In retrospect I wonder if I was agnostic and was losing my religion at that impressionable age too!
My parents being Sikh by religion took me to their religious temple along with them the first time in my conscious awareness.
It was a religious gathering in a big hall that was called a 'Gurudwara'. As you entered it, you were supposed to walk down a narrow path created by the separating foot-mat in between the gents and the ladies compartments.
Reaching the end of the path, you would reach the holy book that the religion gives the utmost importance to.
Next you were supposed to sit down on your knees and touch your head to the ground in front of the holy book. It depended on the amount of faith you had as to how long you would keep bowing down in that posture of yours.
Then you would stand up, fold your hands in front of the book and move on to your compartment - the ladies or the gents - and sit down anywhere on the mat.
The priests would be singing chants called 'Paatth' from the book and you were to keep listening to them.
As the chants were over, there was a joint prayer called 'Ardaas' during which everyone was supposed to stand up and keep hands folded.
After the prayer there would be a few more chants further before you got the hot sweet pudding called 'Parshaad' served to everyone present over there.
And that was the end of the congregation.
I went through all this experience, but somehow to my little curious mind it couldn't make any sense. I was not interested in chants or 'Parshaad'. But the most objectionable thing that troubled me was sitting down on your knees and bow your head to touch the ground and keep it there to show your respect to a book that had some divine words written in it.
I remember I had no faith in the divinity of the words written in the book. I was born agnostic I suppose or else I was losing my religion now!
On the top of it, there was some minor clash at the main door of the hall where some poorly dressed non-Sikhs intending to enter the hall were being stopped by the enthusiastic leadership activists over there in the hall; and this left a very bad taste in my 3 year old mind.
So the next time when my parents asked me to go there, I refused. Their faith got hurt and they warned me of God's wrath.
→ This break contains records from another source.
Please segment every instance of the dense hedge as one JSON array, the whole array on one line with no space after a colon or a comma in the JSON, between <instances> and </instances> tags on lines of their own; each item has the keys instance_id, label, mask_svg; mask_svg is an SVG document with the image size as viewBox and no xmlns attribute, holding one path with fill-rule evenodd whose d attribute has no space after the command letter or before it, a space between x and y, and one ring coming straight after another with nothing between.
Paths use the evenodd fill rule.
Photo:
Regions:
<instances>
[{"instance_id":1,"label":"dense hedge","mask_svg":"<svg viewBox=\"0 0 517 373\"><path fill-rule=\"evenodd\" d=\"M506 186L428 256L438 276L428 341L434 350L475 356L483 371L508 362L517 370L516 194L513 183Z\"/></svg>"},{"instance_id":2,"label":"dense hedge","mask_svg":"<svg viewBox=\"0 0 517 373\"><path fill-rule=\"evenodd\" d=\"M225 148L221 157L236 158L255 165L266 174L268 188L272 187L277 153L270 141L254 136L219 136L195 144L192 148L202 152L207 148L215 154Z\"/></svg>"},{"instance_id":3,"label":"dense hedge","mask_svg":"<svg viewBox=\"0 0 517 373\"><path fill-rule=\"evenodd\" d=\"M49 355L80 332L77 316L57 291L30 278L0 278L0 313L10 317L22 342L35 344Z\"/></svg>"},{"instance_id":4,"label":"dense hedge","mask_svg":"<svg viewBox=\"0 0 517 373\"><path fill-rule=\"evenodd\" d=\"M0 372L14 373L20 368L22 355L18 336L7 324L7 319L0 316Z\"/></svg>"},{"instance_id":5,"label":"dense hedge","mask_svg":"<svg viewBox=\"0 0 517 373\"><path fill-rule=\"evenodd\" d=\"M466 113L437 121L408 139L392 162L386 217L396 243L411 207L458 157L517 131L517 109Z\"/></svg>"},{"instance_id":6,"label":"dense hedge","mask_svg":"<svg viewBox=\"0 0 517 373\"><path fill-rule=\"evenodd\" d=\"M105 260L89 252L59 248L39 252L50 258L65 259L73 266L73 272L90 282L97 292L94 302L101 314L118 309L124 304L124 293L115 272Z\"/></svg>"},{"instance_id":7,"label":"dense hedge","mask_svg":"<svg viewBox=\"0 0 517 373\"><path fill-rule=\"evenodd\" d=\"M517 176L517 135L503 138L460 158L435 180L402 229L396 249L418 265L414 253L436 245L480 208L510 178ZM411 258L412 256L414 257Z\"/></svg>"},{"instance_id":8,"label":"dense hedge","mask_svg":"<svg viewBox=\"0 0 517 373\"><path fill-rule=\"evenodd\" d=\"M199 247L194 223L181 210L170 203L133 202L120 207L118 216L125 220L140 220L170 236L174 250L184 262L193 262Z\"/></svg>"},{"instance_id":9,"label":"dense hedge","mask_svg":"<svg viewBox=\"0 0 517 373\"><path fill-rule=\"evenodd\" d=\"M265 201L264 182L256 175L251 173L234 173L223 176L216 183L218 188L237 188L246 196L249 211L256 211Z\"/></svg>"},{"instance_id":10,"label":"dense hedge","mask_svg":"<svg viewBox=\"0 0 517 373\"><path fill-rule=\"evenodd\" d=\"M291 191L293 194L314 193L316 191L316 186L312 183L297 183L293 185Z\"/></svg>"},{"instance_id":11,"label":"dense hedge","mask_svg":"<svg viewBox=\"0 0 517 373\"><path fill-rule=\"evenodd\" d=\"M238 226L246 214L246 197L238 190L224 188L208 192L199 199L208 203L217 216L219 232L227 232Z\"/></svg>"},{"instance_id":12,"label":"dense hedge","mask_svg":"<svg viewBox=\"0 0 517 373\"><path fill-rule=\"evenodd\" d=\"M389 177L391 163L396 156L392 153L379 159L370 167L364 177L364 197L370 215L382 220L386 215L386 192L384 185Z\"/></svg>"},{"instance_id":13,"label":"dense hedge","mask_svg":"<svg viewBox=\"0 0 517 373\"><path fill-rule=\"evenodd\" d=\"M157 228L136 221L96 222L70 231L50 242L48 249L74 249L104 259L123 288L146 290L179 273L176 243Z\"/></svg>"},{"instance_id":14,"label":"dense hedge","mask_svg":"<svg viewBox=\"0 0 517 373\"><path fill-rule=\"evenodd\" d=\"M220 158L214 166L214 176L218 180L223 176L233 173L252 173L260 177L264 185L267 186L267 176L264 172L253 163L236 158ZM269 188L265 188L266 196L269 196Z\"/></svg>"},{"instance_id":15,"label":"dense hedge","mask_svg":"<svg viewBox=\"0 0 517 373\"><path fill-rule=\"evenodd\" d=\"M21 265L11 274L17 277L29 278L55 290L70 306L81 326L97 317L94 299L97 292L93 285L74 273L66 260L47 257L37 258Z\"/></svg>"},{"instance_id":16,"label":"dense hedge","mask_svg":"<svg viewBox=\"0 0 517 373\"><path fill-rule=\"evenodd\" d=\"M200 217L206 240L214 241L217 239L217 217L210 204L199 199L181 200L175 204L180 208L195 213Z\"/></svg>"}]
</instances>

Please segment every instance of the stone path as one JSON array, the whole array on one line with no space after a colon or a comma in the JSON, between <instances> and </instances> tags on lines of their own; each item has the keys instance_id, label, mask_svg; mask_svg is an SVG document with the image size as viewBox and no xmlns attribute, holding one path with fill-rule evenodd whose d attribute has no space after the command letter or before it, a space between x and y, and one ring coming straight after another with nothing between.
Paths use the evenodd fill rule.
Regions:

They said God would punish me for this.
It was a deciding moment for me. I started imagining God punishing me in various different ways. Each one more torturous than the other! It was a test of my nerves, which I was to pass in my cold blood and not hot!
I remember I took my decision after a great turmoil in my mind. I said I was ready for any punishment He subjected me to... if He could!
My parents were taken aback.
My father walked away, saying I was losing my religion and had turned agnostic.
I kept sitting wondering as to what the word agnostic meant and how I was losing my religion when I never had it as my faith ever in my life of those 3 long (or short!) years.